Il avait une fille, prénommée Gloria, qui exerce la profession de femme de chambre. Pas d’autre famille. Il vivait seul, ne recevait personne…
C’est tout ce qu’il peut me dire.
Je murmure : « thank you very much » parce que c’est le genre de phrase qu’un Français non polyglotte peut se permettre et je raccroche.
À pas lents, je vais à la cuisine. Katty est effondrée sur la table, le muffle sur son coude, ronflant comme un raid de la Royal Air Force sur le bassin de la Ruhr. J’inventorie un placard et j’y dégauchis un biberon de whisky. C’est mon spinage à moi.
Je le dévisse et j’en avale une forte lampée, de quoi carburer un bout de moment.
Je torche mes lèvres d’un revers de coude, ainsi qu’on pratique dans les salons du boulevard Saint-Germain, et je sors de la maison, d’une démarche plus rapide et plus décidée que précédemment.
Il y a de gros nuages gris, boursouflés comme la mère Katty, dans les azimuts. Le soleil s’est fait la paire et quelques gouttes de flotte commencent à s’écraser sur les trottoirs comme des fientes de pigeon.
Je marche un instant au petit bonheur, sans idée nette. Et puis, je me dis que le petit bonheur n’est pas l’arme de choc d’un policier. Alors je hèle un taxi et, avec une virtuosité qui vous ferait oublier votre râtelier dans le verre d’eau où vous le plongez chaque soir, j’explique au conducteur que je voudrais aller à Ealing, et je lui demande de me conduire à la gare de banlieue desservant cette honorable localité.

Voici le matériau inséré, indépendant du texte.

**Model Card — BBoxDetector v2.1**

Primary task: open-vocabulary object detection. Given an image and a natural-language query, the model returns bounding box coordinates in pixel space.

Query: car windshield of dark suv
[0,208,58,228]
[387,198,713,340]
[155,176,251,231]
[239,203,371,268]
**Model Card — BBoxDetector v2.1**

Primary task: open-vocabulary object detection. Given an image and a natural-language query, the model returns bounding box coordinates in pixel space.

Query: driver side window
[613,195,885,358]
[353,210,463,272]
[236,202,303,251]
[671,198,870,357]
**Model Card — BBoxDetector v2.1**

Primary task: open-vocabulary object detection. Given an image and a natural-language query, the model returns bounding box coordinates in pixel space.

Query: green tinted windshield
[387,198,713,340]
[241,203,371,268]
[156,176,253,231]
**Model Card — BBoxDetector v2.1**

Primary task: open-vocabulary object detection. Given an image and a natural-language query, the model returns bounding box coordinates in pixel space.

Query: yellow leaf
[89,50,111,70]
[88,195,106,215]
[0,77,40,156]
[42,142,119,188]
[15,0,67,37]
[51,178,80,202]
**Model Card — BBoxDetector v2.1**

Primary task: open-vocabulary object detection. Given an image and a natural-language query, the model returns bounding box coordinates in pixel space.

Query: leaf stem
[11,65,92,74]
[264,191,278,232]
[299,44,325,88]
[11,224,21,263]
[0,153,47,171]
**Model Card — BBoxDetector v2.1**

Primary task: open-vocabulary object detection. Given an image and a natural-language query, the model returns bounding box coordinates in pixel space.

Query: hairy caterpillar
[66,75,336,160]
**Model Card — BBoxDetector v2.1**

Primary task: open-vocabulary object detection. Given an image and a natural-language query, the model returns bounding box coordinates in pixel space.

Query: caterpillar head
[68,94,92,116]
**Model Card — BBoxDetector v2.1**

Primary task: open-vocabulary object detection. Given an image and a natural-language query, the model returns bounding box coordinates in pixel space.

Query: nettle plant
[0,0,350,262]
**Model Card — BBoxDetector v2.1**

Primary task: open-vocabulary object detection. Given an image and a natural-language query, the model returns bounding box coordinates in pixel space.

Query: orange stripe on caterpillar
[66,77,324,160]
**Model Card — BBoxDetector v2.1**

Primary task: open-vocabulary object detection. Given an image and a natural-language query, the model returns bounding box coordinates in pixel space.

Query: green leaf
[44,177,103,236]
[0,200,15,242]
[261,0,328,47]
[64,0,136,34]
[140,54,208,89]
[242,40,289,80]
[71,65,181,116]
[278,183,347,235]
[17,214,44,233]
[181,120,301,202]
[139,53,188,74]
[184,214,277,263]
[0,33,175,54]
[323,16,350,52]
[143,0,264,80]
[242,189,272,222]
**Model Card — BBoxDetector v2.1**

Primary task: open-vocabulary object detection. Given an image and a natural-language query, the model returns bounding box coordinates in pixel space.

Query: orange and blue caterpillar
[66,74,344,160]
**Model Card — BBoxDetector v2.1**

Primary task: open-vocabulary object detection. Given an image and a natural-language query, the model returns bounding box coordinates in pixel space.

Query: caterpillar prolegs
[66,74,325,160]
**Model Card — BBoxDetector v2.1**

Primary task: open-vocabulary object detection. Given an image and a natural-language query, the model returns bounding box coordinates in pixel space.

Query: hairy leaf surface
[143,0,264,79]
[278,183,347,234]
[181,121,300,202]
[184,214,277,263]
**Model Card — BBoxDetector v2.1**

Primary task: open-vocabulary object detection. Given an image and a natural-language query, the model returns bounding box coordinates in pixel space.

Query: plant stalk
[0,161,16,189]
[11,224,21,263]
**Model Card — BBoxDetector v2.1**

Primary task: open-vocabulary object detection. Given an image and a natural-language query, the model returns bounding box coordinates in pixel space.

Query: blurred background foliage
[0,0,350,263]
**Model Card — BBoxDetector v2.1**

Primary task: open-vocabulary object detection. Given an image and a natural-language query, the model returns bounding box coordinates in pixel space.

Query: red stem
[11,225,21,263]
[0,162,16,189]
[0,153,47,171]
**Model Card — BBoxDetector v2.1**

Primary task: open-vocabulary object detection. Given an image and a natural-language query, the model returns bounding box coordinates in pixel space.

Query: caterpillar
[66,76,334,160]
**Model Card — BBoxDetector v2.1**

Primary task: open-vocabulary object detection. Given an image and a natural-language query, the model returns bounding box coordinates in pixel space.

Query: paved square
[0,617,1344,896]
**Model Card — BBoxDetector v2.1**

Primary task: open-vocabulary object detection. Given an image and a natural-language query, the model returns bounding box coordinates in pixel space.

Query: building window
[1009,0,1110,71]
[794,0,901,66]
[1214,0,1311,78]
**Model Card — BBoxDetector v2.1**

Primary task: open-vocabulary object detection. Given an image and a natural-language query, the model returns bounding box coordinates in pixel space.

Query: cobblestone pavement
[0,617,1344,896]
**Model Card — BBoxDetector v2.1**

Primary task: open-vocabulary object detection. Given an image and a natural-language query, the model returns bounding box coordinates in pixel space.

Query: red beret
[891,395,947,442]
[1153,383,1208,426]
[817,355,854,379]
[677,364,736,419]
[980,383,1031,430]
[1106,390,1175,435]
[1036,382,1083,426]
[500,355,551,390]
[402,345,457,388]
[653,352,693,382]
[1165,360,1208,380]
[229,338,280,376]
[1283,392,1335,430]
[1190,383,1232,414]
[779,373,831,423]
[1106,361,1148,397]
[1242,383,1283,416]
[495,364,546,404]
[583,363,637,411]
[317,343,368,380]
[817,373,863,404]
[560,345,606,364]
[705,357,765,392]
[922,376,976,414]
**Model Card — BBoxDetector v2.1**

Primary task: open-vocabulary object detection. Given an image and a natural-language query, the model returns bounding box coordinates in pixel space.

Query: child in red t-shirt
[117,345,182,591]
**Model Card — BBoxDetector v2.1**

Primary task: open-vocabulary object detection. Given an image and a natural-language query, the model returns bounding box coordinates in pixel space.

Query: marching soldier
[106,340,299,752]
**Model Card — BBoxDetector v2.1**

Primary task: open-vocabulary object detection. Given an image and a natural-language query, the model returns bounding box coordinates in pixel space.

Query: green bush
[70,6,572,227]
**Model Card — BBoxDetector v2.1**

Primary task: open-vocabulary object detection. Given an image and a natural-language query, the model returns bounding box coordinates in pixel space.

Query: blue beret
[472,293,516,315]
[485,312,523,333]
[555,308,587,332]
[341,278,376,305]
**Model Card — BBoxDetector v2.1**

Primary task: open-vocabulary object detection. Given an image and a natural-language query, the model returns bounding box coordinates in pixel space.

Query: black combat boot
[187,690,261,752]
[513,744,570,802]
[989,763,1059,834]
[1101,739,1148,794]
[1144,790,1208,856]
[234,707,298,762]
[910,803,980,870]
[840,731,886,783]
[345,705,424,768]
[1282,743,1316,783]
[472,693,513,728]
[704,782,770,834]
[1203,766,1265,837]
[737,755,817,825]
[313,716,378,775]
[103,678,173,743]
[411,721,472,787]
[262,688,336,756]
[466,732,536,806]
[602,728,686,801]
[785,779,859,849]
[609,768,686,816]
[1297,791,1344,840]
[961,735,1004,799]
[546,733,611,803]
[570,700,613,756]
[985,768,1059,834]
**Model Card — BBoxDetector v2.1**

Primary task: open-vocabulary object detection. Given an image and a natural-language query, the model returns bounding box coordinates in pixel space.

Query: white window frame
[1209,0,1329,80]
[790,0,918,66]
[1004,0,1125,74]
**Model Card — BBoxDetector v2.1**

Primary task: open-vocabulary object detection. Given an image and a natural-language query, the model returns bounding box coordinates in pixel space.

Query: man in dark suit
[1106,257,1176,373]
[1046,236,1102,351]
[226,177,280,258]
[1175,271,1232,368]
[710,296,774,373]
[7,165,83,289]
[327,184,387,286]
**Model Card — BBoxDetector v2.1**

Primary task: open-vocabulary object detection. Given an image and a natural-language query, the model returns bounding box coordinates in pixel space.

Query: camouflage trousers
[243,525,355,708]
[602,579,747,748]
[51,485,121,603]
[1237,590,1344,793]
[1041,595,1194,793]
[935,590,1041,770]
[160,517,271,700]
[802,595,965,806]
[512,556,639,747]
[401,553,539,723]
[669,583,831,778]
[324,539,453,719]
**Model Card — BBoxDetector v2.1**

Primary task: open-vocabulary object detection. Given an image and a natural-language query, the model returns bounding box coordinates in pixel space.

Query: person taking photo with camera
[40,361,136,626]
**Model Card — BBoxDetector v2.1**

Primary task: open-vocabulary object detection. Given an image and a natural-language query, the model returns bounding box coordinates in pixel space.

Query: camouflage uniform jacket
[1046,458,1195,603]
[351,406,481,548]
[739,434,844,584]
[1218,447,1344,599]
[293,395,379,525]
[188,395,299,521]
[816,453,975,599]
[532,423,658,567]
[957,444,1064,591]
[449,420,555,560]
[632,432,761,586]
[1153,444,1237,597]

Il fait un signe affirmatif et se met à décarrer comme si un gars se mettait à gueuler au voleur et comme s’il avait sous le bras un sac à main de dame de provenance indéterminable.
Nous traçons à folle allure. Pour peu que le moteur soit fatigué et bouffe de l’huile, l’échappement doit tracer un sillage bleuté dans les streets.
Le centre de London défile, puis les faubourgs ; et enfin c’est une demi-cambrousse. Je me dis enfin que j’ai eu tort de me prendre pour un fortiche. Le chauffeur a rien pigé à mes explications, ou plutôt il n’en a compris qu’une partie : Ealing. Au lieu de m’emmener à une gare il me trimballe directo dans la localité. Notez que le voyage est plus confortable dans son bahut, mais il est aussi plus onéreux. Heureusement que le boss m’a pourvu de pognon. Pas en quantité astronomique, mais enfin j’ai de quoi me voir venir, et même me voir partir. Et puis, la flotte qui tombe dru me fait apprécier le confort de cette voiture pompeuse et massive. Je passe un bras dans l’accoudoir comme le faisaient les rupins autour de 1920, car la tire date de cette époque si je ne me trompe pas. Et je me laisse véhiculer tel un petit lord.